Berlín
Lo primero que hace Berlín es negar dos de mis tres prejuicios. Esperaba encontrar la tercera capital de Europa, el orgullo de Alemania, la gran metrópoli que me faltaba por conocer tras Londres y París. En cambio, se presenta como una ciudad mediana, accesible, más parecida, por ejemplo, a Glasgow o Barcelona, con un centro rebosante de vida cotidiana.
La segunda negación: Berlín no se muestra alemana. Frankfurt, Dusseldorf, Colonia son alemanas, no Berlín. La sensación constante es que estás en Polonia, en el Este, no en Europa Occidental.
Lo que sí esperaba encontrar y encuentro son las heridas de la Historia. Berlín sigue siendo una ciudad rehabilitándose, todavía con una personalidad indefinida. Eso ha influido para que en los últimos años se haya convertido en uno de los refugios más apetecibles para jóvenes de todo el planeta. El porcentaje de gente por debajo de los 35 años que encuentras por la calle es muy superior al de cualquier otra ciudad. Se respira creatividad, imaginación, arte.

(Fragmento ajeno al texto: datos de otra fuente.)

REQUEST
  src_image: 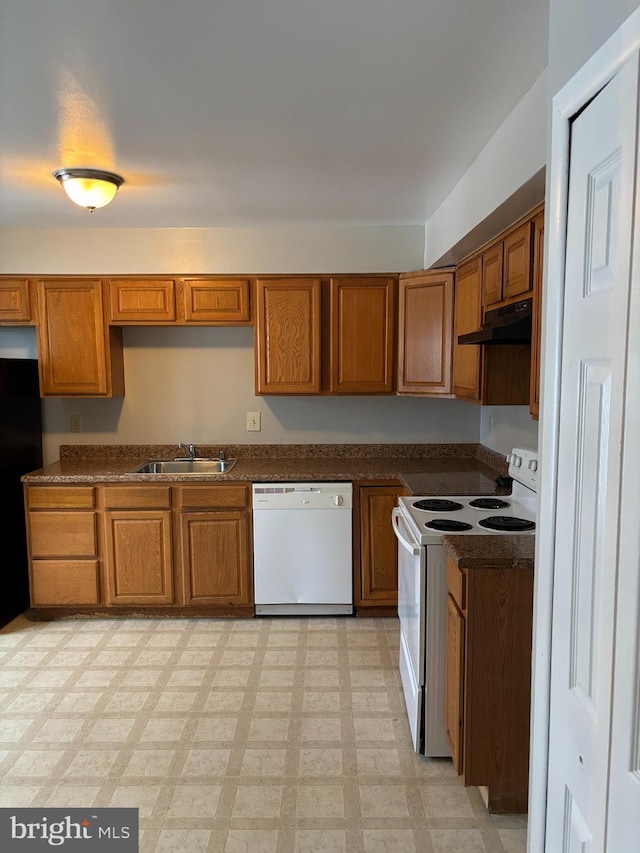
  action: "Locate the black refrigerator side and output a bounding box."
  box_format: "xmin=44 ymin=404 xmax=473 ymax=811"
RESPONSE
xmin=0 ymin=358 xmax=42 ymax=627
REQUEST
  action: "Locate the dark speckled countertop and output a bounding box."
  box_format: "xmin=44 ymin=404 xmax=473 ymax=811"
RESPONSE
xmin=442 ymin=536 xmax=536 ymax=569
xmin=22 ymin=444 xmax=509 ymax=495
xmin=22 ymin=444 xmax=535 ymax=569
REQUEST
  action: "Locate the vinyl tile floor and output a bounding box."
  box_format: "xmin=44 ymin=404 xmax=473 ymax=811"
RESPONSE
xmin=0 ymin=617 xmax=526 ymax=853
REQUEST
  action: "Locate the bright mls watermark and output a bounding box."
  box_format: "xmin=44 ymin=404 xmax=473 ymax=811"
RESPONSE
xmin=0 ymin=808 xmax=138 ymax=853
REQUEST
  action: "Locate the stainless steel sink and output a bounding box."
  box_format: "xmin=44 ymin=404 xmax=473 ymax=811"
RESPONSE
xmin=131 ymin=459 xmax=238 ymax=474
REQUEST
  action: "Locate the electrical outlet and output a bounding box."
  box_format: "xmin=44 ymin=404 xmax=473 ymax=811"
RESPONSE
xmin=247 ymin=412 xmax=261 ymax=432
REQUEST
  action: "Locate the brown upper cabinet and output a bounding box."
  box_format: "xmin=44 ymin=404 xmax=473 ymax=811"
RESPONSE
xmin=529 ymin=213 xmax=544 ymax=420
xmin=329 ymin=277 xmax=396 ymax=394
xmin=109 ymin=276 xmax=251 ymax=326
xmin=255 ymin=276 xmax=396 ymax=394
xmin=453 ymin=257 xmax=531 ymax=406
xmin=398 ymin=268 xmax=453 ymax=397
xmin=255 ymin=278 xmax=321 ymax=394
xmin=179 ymin=278 xmax=251 ymax=324
xmin=36 ymin=278 xmax=124 ymax=397
xmin=453 ymin=258 xmax=483 ymax=402
xmin=109 ymin=278 xmax=176 ymax=323
xmin=453 ymin=206 xmax=543 ymax=406
xmin=0 ymin=278 xmax=33 ymax=326
xmin=482 ymin=220 xmax=533 ymax=310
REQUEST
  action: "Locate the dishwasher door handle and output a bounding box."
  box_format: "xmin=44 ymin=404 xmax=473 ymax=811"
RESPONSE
xmin=391 ymin=508 xmax=421 ymax=557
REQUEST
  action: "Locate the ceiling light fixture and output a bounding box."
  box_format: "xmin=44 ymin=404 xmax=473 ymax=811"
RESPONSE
xmin=53 ymin=169 xmax=124 ymax=213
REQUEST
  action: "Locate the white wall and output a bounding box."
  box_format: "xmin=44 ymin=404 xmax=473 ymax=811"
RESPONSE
xmin=0 ymin=225 xmax=424 ymax=275
xmin=480 ymin=406 xmax=538 ymax=455
xmin=548 ymin=0 xmax=640 ymax=96
xmin=424 ymin=72 xmax=548 ymax=268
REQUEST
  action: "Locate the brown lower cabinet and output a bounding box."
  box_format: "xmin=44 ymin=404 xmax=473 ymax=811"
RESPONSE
xmin=445 ymin=559 xmax=533 ymax=813
xmin=176 ymin=484 xmax=253 ymax=609
xmin=25 ymin=486 xmax=100 ymax=608
xmin=25 ymin=483 xmax=253 ymax=617
xmin=354 ymin=481 xmax=404 ymax=616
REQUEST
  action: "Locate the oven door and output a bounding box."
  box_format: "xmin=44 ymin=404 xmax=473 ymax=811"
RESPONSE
xmin=392 ymin=508 xmax=426 ymax=752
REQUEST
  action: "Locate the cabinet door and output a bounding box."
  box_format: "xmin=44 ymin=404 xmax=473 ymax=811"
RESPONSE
xmin=529 ymin=213 xmax=544 ymax=420
xmin=445 ymin=595 xmax=464 ymax=774
xmin=181 ymin=512 xmax=253 ymax=605
xmin=0 ymin=278 xmax=31 ymax=325
xmin=502 ymin=220 xmax=531 ymax=299
xmin=453 ymin=258 xmax=482 ymax=402
xmin=180 ymin=278 xmax=251 ymax=323
xmin=482 ymin=241 xmax=503 ymax=307
xmin=109 ymin=278 xmax=176 ymax=323
xmin=105 ymin=510 xmax=174 ymax=605
xmin=37 ymin=279 xmax=124 ymax=397
xmin=356 ymin=486 xmax=402 ymax=607
xmin=255 ymin=278 xmax=321 ymax=394
xmin=398 ymin=270 xmax=453 ymax=397
xmin=330 ymin=278 xmax=396 ymax=394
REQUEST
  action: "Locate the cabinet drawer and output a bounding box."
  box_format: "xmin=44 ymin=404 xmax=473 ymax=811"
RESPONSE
xmin=447 ymin=558 xmax=467 ymax=611
xmin=31 ymin=560 xmax=99 ymax=607
xmin=27 ymin=486 xmax=95 ymax=509
xmin=29 ymin=512 xmax=97 ymax=559
xmin=109 ymin=279 xmax=176 ymax=323
xmin=178 ymin=485 xmax=251 ymax=509
xmin=103 ymin=486 xmax=171 ymax=509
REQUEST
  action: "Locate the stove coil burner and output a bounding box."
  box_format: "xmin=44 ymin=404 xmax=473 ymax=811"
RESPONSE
xmin=469 ymin=498 xmax=511 ymax=509
xmin=414 ymin=498 xmax=464 ymax=512
xmin=478 ymin=515 xmax=536 ymax=533
xmin=425 ymin=518 xmax=473 ymax=533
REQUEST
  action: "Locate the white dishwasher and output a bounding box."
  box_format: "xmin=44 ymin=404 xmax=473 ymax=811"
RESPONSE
xmin=253 ymin=483 xmax=353 ymax=616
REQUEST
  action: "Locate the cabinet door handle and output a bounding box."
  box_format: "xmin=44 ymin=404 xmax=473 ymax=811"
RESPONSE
xmin=391 ymin=509 xmax=420 ymax=557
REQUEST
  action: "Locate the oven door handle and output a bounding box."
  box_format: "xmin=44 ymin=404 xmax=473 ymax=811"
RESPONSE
xmin=391 ymin=508 xmax=420 ymax=557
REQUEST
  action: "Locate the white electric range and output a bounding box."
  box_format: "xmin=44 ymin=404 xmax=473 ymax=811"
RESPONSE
xmin=393 ymin=448 xmax=538 ymax=757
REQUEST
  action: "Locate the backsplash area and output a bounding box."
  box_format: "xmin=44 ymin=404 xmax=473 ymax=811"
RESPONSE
xmin=480 ymin=406 xmax=538 ymax=454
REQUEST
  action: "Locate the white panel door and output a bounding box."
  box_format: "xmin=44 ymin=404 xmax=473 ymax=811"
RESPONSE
xmin=546 ymin=56 xmax=638 ymax=853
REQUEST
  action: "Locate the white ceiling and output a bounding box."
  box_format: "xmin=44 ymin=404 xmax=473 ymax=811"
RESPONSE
xmin=0 ymin=0 xmax=548 ymax=228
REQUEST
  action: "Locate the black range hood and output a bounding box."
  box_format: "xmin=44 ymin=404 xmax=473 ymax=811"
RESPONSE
xmin=458 ymin=298 xmax=533 ymax=344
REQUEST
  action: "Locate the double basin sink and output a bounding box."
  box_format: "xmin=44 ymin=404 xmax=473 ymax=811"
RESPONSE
xmin=131 ymin=458 xmax=238 ymax=474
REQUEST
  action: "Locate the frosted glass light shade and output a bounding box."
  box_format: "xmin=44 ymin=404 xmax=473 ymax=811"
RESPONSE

Culta en sus edificios nobles, vanguardista en las galerías que crecen como setas en el Mitte. Cool por la noche, a orillas del Spree, tomando un cóctel en el Watergate. Nostálgica del sueño marxista, pero también con nuevos sueños que las legiones de jóvenes imprimen. Vieja, pero sobre todo nueva, la ciudad tiene el récord mundial de esperanza por metro cuadrado.
Deslizándome en bici por Unter der Linden, la puerta de Brandenburgo al fondo. Paramos a cotillear en un mercadillo callejero. Se me antoja que lo irresistible de Berlín es que no ha decidido qué es, por lo tanto puede ser cualquier cosa.